Join us for a taster of the very finest Jewish writing from around the globe as we celebrated the books which were shortlisted for this year’s Wingate Literary Prize.
JW3 are proud to present the 45th Wingate Prize for Literature, a cornerstone of the International Jewish Literary landscape.
About The Evening
The BBC's Emily Kasriel will be speaking to this year's shortlisted authors and judges and revealing the 2022 winner. We're privileged to have all of the shortlisted authors attending the event.
The 2022 Wingate Literary Prize has generated a short list of seven books – chosen by merit of their nuanced, innovative approach to existing Jewish themes.
Among the four works of fiction and three non-fiction, the books cover subjects ranging from Israel, the Holocaust and Jewish life, to politics, gender, family, friendship, love and loss.
Now in its 45th year, the annual prize, worth £4,000 and run in association with JW3, is awarded to the best book, fiction or non-fiction, to translate the idea of Jewishness to the general reader.
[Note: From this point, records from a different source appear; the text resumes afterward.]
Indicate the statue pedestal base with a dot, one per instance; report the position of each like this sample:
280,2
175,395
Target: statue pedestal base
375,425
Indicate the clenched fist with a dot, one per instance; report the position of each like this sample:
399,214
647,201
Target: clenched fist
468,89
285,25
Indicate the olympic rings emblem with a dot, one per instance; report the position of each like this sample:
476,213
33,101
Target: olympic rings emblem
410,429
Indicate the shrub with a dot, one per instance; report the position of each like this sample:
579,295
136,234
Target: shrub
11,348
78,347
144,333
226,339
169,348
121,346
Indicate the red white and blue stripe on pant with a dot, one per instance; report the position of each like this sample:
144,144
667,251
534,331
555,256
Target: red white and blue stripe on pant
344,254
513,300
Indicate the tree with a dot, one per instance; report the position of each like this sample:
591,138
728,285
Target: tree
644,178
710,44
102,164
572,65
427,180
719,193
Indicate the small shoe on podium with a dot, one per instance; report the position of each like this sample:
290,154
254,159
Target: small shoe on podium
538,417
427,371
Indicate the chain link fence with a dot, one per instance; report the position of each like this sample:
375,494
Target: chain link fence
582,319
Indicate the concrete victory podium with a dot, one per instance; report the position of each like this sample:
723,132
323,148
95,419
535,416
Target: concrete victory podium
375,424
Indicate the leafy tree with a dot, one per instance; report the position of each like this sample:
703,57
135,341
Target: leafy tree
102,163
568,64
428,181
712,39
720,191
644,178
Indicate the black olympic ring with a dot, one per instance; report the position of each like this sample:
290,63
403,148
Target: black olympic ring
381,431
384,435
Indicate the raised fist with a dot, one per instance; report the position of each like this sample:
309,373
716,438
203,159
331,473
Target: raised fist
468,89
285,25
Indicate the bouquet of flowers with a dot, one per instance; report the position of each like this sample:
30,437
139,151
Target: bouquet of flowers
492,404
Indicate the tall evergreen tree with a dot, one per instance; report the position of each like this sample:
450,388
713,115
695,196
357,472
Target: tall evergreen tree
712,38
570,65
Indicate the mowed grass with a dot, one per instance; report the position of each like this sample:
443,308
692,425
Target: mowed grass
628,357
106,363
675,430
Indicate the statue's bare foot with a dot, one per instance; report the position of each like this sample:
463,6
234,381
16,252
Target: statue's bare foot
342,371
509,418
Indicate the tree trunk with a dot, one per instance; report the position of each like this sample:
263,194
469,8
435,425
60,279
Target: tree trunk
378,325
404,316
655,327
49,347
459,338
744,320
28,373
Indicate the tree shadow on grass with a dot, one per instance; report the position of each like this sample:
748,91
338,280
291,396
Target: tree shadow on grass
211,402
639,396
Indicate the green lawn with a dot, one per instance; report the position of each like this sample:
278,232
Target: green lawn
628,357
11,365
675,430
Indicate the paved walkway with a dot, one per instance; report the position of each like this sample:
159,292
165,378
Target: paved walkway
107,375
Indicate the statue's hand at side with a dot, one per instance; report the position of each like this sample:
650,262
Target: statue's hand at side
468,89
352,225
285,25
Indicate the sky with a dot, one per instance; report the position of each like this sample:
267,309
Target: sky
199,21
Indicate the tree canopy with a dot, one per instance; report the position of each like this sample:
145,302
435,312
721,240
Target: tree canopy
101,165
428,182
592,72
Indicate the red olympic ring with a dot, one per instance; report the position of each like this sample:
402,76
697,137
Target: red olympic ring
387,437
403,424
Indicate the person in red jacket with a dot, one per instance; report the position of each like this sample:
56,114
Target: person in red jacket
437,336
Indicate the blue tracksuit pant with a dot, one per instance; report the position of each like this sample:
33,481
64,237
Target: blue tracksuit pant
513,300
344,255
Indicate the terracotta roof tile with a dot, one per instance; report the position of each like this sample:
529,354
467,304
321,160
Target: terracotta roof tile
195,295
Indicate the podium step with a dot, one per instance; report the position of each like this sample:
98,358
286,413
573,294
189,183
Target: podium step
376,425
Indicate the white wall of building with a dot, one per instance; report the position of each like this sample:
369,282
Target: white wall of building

The 2022 short-listed books are:
- At Night’s End by Nir Baram, translated by Jessica Cohen (Text Publishing)
- Letters to Camondo by Edmund de Waal (Chatto & Windus/ Vintage Publishing)
- Judaism for the World by Arthur Green (Yale University Press)
- To Be a Man by Nicole Krauss (Bloomsbury Publishing)
- The Ravine by Wendy Lower (Houghton Mifflin Harcourt)
- The Last Interview by Eshkol Nevo, translated by Sondra Silverston (Other Press)
- Ethel Rosenberg by Anne Sebba (St Martins Press/Orion Books)
This year’s judging panel is comprised of New Statesman political editor Stephen Bush; Senior Rabbi of the S&P UK Sephardi Community, Rabbi Joseph Dweck; award-winning novelist and short story writer M.J. Hyland and Women’s Prize longlisted author and journalist Jemma Wayne.